Understanding the Chinese Crypto Crackdown

Chinese Crypto Crackdown

Digging deeper into the reasons behind China’s crypto regulation policies

In the latest addition to China’s cryptocurrency crackdown, the government of Sichuan province halted all crypto mining activities in the region. The efforts to restrict cryptocurrency mining have also spread to China’s northwestern province of Hebei. The cyberspace commission of Hebei announced on September 14, 2021 that it will cooperate with the central government’s efforts to curb crypto mining and trading.

Other provinces like Anhui and Gansu have also announced plans to restrict crypto mining. Inner Mongolia has gone a step ahead and even set up a hotline and email address where the general public can report crypto mining operations. 

Banks in the country have now been instructed not to provide services such as trading, clearing and settling Bitcoin transactions. Alipay, the payment platform owned by Ant Group, made a statement in June that it would set up a monitoring system to track illegal cryptocurrency transactions.

The Chinese crypto crackdown stems from a need to meet environmental goals. Let’s try to understand why crypto mining is bad for the environment and how the Chinese regulation will impact the crypto mining business.

China’s energy efficiency mission

China hosts around 75% of the world’s Bitcoin mining capacity. This is due to the country’s pre-existing technology supply chains and extremely cheap electricity rates. In 2021, the Bitcoin mining industry accounts for approximately 5.41% of China’s carbon emissions due to electricity generation. The country has thus been on a mission to crack down on crypto mining. 

China wants its CO2 emissions to peak by 2030 so that it can become carbon-neutral by 2060. The energy requirements of Bitcoin-mining have become a hindrance to this goal. 

The impact of China’s crypto regulation

With China’s swift decision-making, 90% of the country’s Bitcoin mining capacity has now been shut down. The cryptocurrency lost more than 20% of its value weeks after the shutdown was instated in late June. After peaking at US$65,000 in April, Bitcoin’s value nosedived to US$33,333 soon after the crackdown began.

While the value of Bitcoin might have fallen, the crypto crackdown in China could possibly make mining much easier on a global scale. The total Bitcoin hash rate or power requirement went down from a record of 180.7 million terahashes (the unit used to measure the speed of crypto mining hardware) per second in mid-May, to around 116.2 million in late June after the crackdown began.

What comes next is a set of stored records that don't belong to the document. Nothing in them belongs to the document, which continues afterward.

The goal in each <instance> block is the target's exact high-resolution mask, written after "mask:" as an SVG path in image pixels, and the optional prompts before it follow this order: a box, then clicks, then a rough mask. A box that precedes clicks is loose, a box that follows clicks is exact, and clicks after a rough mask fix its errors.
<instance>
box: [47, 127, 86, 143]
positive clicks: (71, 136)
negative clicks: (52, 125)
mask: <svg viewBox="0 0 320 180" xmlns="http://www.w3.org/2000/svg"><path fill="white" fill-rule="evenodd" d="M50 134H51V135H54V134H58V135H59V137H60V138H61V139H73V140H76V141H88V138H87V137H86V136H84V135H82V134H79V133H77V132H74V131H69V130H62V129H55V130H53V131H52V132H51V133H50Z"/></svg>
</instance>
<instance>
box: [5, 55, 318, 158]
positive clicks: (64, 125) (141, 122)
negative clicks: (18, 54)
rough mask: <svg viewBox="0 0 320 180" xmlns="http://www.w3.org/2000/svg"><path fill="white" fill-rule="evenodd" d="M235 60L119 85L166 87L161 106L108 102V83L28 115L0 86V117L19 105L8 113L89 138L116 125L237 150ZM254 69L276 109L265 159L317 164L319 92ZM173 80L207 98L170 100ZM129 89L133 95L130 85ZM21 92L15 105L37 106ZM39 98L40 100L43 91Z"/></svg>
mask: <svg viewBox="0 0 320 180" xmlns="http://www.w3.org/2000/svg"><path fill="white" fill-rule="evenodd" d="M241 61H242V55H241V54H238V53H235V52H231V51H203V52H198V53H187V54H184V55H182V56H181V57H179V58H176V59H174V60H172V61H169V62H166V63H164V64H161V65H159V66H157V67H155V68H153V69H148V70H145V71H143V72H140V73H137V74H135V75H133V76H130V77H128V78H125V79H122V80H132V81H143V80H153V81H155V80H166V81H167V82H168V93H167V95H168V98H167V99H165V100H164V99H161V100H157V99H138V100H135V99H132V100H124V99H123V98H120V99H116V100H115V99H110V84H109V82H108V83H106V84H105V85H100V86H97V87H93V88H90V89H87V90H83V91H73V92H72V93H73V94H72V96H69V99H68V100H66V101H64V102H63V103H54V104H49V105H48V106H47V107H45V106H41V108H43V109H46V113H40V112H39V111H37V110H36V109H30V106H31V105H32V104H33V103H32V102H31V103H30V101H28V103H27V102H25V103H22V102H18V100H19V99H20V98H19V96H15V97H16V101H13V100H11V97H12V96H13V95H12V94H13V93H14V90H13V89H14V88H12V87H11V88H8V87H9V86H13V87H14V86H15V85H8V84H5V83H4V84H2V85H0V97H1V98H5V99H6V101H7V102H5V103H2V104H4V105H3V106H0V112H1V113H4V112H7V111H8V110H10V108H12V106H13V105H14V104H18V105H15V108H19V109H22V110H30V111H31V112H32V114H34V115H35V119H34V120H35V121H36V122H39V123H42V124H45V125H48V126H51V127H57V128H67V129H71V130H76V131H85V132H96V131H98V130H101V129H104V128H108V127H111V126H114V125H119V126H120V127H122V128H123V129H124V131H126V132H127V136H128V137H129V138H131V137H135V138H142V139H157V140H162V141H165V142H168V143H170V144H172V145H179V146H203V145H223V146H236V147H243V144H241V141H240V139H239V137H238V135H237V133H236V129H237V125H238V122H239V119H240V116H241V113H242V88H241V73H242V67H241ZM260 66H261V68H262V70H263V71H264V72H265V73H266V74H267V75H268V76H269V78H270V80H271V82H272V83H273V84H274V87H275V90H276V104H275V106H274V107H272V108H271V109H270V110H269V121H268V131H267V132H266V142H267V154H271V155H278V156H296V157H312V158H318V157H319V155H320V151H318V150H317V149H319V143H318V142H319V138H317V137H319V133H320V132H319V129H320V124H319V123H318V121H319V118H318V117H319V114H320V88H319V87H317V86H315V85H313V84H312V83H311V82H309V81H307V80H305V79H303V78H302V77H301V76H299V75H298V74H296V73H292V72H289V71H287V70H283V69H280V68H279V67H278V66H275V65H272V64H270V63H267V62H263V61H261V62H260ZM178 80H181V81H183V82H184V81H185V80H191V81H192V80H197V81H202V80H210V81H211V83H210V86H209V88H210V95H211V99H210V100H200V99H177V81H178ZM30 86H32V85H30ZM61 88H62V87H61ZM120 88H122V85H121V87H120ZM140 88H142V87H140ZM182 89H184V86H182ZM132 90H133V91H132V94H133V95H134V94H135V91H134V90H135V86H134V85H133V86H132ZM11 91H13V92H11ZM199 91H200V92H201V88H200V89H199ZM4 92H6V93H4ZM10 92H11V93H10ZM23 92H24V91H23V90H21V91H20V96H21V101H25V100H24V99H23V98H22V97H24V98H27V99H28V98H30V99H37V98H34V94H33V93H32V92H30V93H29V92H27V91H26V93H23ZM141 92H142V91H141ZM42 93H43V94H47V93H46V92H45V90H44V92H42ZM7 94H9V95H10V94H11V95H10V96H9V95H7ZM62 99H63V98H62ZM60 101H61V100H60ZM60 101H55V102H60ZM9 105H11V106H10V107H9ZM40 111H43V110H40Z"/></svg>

These are just the short-term effects of the crackdown. The long-term problem that emerges from this scenario is that the miners will leave China and move to countries where they can access cheap electricity. While China’s Bitcoin mining capital Sichuan at least partly relies on hydroelectric power, the same is not true for the regions these miners are moving towards. One such region is Kazakhstan. The country’s coal mines provide a cheap and abundant energy supply. With miners moving towards countries that rely on fossil fuels for electricity generation, this might end up impacting the environment more in the future.